Again, this is the buttoned-up 1940s not the scandalously unbuttoned 1990s, so the conversation is primarily Peggy avoiding answering the question, and Mr Jarvis studiously skirting around actually asking it – although he is forward enough to counter Peggy’s bewilderment as to why anybody (far less, two bodies) would be interested in her: “You underestimate your allure Miss Carter.”

It’s a good time to mention the two regulars. (In fact, we’re seven episode in with only three to go, so it’s a good but rather overdue time.) Agent Carter, following the lead of other genre shows from Buffy to Doctor Who, gaily mixes strong drama with genuine laughs, and it takes some confident performers to carry it off. Both Hayley Attwell and James D’Arcy are able to sell the emotion and the serious nature of the story to us, but they’re also able to play the comedy in just the right, slightly arch, way so that it also hits home.

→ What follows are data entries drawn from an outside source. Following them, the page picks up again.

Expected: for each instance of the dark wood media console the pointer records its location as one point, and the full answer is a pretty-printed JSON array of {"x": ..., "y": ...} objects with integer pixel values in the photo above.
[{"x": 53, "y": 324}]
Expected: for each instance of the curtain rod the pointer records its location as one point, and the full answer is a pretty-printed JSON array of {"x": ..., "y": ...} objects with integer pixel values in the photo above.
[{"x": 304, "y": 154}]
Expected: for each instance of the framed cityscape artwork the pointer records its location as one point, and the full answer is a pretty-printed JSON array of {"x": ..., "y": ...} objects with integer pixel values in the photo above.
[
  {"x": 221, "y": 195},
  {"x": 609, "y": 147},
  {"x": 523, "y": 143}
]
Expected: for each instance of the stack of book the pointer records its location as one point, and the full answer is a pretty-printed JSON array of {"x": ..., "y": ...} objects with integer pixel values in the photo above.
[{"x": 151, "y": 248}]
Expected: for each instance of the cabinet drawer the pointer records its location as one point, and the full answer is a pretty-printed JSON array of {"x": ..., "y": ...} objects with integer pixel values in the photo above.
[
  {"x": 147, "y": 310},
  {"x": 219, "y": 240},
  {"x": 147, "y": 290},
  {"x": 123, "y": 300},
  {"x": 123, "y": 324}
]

The ‘rescue’ of Dottie, if ‘rescue’ is the correct word for an operation where our heroes are tied up almost the instant they arrive, is played primarily for laughs, with Jarvis largely preoccupied with why he couldn’t get Howard Stark’s latest weapon to work when he keyed in the activation code. (The answer turns out to be that he has remembered the wrong six digits, mixing up Barbara Stanwyck’s vital statistics with those of Carole Lombard).

But when the realisation hits that Dottie is actually just a lure, a ruse to leave Dr Wilkes unguarded– and when that means that Whitney Frost and her cronies are attacking the house where Wilkes and Mrs Jarvis are dining unawares, the change in our regulars is striking. As a stern-faced, silently furious Jarvis drives them back home, even Dorothy is aware of the change. “I’ve never seen you like this before,” she says: “Scared.”

Of course, they are just too late – it’s a tragedy we’ve seen many times before (it was probably already old before Luke Skywalker worked out that the dead Jawas were a trail that would lead the Imperial troopers back “home”). Wilkes ironically finds his newly-restored solidity turned against him, as he is able to be knocked unconscious and kidnapped – and in a genuinely shocking moment, Whitney shoots the brave but scared Mrs Jarvis, simply because she knows it will be a sure fire way of delaying pursuit.

Which is why the episode ends rather bleakly, the comedy switching off in an instant.

Dottie has escaped and is at large in LA to pursue her own agenda. Dr Wilkes is gone, kidnapped by the ever more-powerful Whitney Frost and her council. Sousa has been relieved of duty at the SSR. Mrs Jarvis is in surgery, and her life is in the balance. And Peggy and Mr Jarvis, usually so active, are for once able to do nothing except sit in the hospital. And wait.

Aired at 9pm on Thursday 10 March 2016 on FOX.